Previous studies have tried to identify hotspots for LINE-1 insertion. A study on Hela cells found that there are three hotspots for LINE-1 insertion in chromosomes 1, 5, and 12 [69]. Another study on 202 colorectal cancers has reported that 15 genes from 291 cancer census genes [70] display recurrent insertions [71]. Three of these genes, LDL receptor related protein 1B (LRP1B), Erb-B2 receptor tyrosine kinase 4 (ERBB4), and fragile histidine triad diadenosine triphosphatase (FHIT), are the targets of retrotransposition identified in our study (Figs. 3, 4, 5). Another gene reported by the study on CRC samples was discs large MAGUK scaffold protein 2 (DLG2) which is frequently targeted by retrotransposition [71]. It is interesting that in this study on advanced adenoma samples, we have found retrotransposition of both LINE-1 and SVA elements in all these four genes (Figs. 3 and 5). Three genes of LRP1B, FHIT, and DLG2 belong to a group of 9 genes that have been reported to be the most frequently integrated spots for HPV in cervical carcinomas [72].

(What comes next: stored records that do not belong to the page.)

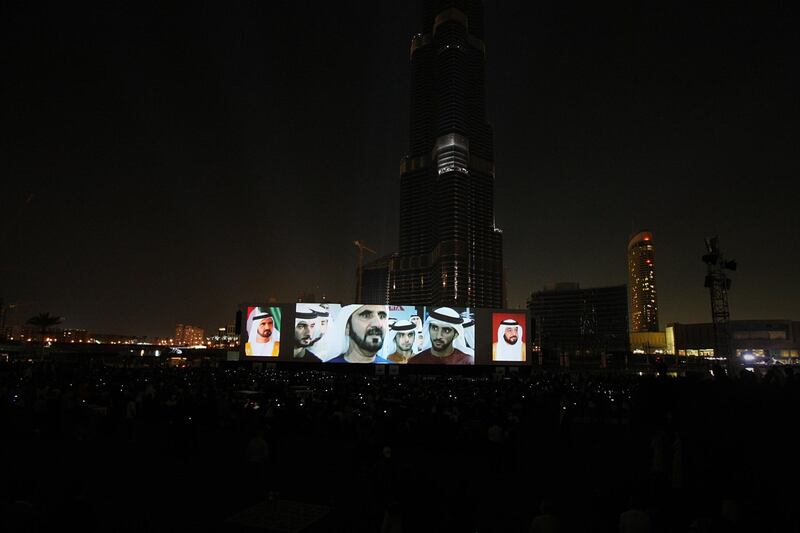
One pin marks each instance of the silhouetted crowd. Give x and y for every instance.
(89, 447)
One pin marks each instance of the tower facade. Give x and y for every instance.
(642, 283)
(450, 250)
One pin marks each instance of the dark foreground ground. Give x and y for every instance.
(91, 448)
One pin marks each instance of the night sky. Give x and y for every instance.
(161, 164)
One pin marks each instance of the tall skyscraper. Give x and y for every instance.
(642, 283)
(451, 252)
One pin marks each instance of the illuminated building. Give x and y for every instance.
(186, 335)
(642, 283)
(451, 253)
(568, 320)
(777, 339)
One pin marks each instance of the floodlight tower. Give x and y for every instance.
(718, 285)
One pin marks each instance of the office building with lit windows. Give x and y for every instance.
(569, 320)
(451, 252)
(186, 335)
(642, 283)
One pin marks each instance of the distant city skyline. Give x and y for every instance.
(163, 164)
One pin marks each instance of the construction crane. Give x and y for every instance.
(359, 274)
(718, 285)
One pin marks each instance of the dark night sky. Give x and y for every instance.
(161, 164)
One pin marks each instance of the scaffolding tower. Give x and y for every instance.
(718, 285)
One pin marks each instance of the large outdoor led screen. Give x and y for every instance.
(384, 334)
(364, 333)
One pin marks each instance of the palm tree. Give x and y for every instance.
(44, 321)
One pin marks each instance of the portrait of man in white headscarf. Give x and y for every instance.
(509, 344)
(444, 342)
(305, 333)
(263, 337)
(357, 334)
(399, 344)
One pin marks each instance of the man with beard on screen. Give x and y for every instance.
(263, 339)
(445, 340)
(357, 334)
(305, 323)
(509, 345)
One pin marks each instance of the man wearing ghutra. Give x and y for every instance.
(263, 339)
(399, 344)
(305, 323)
(444, 343)
(509, 345)
(357, 334)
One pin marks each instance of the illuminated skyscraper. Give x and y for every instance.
(642, 283)
(451, 253)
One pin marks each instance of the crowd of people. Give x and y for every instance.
(150, 449)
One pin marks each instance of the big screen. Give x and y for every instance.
(384, 334)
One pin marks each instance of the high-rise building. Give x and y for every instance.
(186, 335)
(451, 252)
(642, 283)
(573, 321)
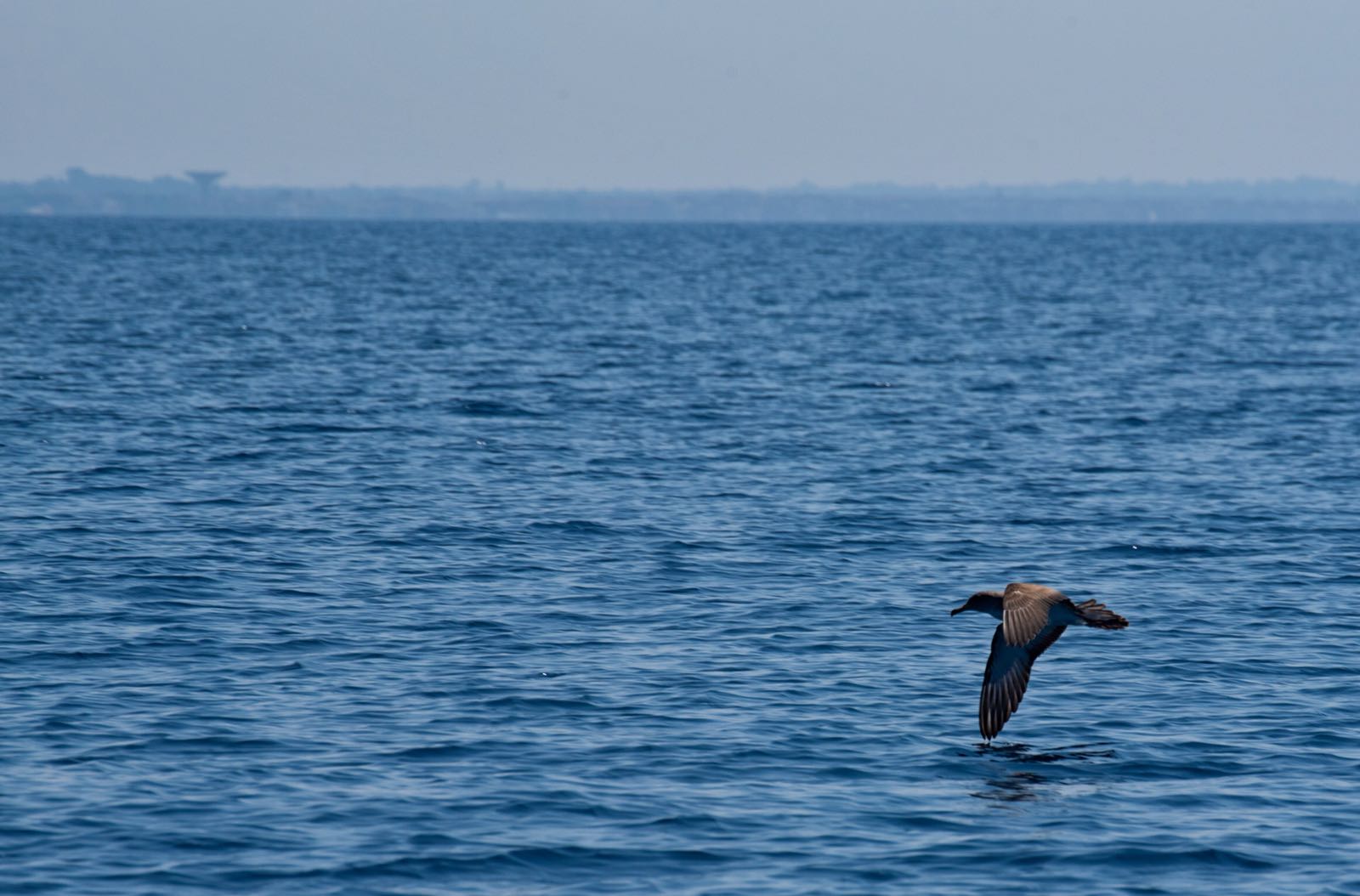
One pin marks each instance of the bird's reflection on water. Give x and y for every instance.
(1022, 785)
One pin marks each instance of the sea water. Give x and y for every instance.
(430, 558)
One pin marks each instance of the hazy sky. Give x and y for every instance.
(682, 94)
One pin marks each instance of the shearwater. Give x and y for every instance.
(1033, 616)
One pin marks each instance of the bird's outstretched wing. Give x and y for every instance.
(1024, 610)
(1008, 675)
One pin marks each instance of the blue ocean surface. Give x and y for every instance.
(435, 558)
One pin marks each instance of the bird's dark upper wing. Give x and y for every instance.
(1008, 675)
(1026, 610)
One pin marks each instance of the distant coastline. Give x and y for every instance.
(1112, 201)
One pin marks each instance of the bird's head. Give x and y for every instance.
(979, 603)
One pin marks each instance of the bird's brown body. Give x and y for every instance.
(1033, 616)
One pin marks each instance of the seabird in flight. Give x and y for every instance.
(1033, 617)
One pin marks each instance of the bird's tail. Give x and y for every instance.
(1096, 615)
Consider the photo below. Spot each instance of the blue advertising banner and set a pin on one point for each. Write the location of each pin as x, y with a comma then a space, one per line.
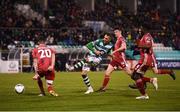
172, 64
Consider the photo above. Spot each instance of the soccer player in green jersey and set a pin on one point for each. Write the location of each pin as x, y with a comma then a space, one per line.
97, 49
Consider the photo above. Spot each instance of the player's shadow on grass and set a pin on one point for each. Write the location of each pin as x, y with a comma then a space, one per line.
31, 94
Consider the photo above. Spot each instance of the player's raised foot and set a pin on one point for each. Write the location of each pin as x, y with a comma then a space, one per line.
35, 77
134, 86
90, 90
101, 89
143, 97
155, 84
41, 94
53, 93
172, 74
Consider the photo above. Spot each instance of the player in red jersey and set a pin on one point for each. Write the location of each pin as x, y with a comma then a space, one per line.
43, 62
147, 60
118, 59
146, 43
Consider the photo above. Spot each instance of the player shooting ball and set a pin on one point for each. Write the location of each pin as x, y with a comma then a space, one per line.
97, 49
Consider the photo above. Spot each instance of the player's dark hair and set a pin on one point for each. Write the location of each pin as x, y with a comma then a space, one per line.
109, 35
42, 39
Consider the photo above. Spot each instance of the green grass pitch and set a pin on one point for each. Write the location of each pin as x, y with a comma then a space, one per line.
71, 89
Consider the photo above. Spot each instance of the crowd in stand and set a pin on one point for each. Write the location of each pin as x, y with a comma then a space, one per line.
65, 23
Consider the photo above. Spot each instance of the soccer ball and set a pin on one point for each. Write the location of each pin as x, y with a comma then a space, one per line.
19, 88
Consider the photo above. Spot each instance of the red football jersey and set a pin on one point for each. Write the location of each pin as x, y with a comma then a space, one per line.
44, 56
146, 41
119, 56
151, 60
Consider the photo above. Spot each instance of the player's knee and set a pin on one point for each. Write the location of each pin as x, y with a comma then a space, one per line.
49, 82
135, 76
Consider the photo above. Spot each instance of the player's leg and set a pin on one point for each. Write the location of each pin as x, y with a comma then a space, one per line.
137, 77
86, 80
50, 75
164, 71
107, 74
78, 65
40, 84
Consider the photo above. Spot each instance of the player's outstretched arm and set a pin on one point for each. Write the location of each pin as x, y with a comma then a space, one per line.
51, 67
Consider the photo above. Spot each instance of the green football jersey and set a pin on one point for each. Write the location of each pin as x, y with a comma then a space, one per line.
100, 46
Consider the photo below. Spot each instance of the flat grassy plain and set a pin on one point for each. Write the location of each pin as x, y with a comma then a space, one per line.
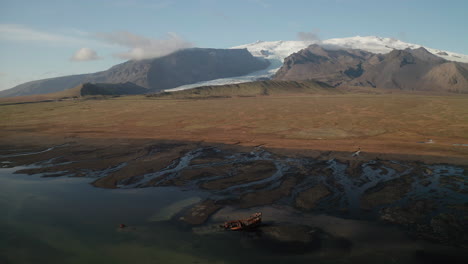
379, 124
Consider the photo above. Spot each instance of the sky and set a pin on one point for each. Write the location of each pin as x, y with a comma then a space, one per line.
43, 39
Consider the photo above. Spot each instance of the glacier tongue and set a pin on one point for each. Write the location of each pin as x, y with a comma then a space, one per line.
277, 51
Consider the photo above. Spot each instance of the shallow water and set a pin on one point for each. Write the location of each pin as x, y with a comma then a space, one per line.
66, 220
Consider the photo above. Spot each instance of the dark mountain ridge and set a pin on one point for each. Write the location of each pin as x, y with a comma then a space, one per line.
179, 68
409, 69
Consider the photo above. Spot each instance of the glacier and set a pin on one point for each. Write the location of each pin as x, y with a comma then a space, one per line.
277, 51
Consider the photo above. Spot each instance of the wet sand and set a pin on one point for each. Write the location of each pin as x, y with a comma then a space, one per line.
429, 201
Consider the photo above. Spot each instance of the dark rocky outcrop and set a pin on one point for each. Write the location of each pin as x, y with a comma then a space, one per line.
179, 68
409, 69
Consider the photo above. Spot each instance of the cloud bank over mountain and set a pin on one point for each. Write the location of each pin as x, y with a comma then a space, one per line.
141, 47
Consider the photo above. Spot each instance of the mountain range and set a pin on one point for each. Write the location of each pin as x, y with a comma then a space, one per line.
176, 69
357, 61
409, 69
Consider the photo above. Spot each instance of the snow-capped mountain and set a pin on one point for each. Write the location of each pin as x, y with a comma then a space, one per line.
277, 51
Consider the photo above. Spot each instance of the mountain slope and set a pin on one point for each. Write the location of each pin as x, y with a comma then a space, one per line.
250, 89
331, 66
179, 68
409, 69
277, 51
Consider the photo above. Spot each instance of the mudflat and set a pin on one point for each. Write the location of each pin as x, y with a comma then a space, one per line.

Besides the insertional mutagenesis caused by the mobilization of retroelements and the genes that lose their encoding ability, other mechanisms for carcinogenesis of these elements have been postulated. The antisense promoter of human LINE-1 can start the transcription of adjacent genomic sequences generating chimeric RNAs that can perturb transcription of neighboring genes. These chimeric transcripts that have been isolated from breast cancer cell lines and primary tumors and colon cancer cells seem to be unique and of biomarker value for the determination of malignancy [73]. Indeed, the location of insertions being at the promoter, 5′ UTR, exons, introns, 3′ UTR, and transcription termination sequences would be a determining factor. For example, intronic LINE-1 insertion into a regulatory element has increased the expression of the candidate liver oncogene ST18 [74]. Studies have also confirmed that intronic LINE-1 insertions result in decreased expression of the mutated genes [6, 75]. This could theoretically contribute to tumorigenesis by decreasing the expression of tumor suppressor genes. We found that the highest and the second-highest incidence of LINE-1, Alu, and SVA insertions occurred in intergenic and intronic regions (Figs. 3, 4, 5). SVA had the highest percentage of insertions in the transcription termination regions. All three elements showed 3.9–5.1% insertions in promoters. A recent genome-wide study on somatic insertions in 201 samples shows that retrotranspositions are predicted to initiate approximately 1% of CRCs [71]. This study reports that tumors with high retrotransposon activity demonstrate features of MSS and MSI tumors, and insertion count is independently associated with poor disease-specific survival [71].

Conclusions

In summary, we have shown that methylation of CpG islands in the LINE-1 promoter is progressively decreased in each of the three stages of non-advanced adenoma, advanced adenoma, and adenocarcinoma. This stage-to-stage decreased methylation which overlaps onto the course of colorectal cancer was accompanied by a higher level of LINE-1 transcription, suggesting that retrotransposition of LINE-1 and non-autonomous retroelements might be driving cancer. Polymorphic insertions which were found in advanced (high-grade) adenoma, a precancerous stage before colorectal carcinoma, leads us to speculate that the early and advanced polyp stages may host very important pathogenic processes concluding to cancer.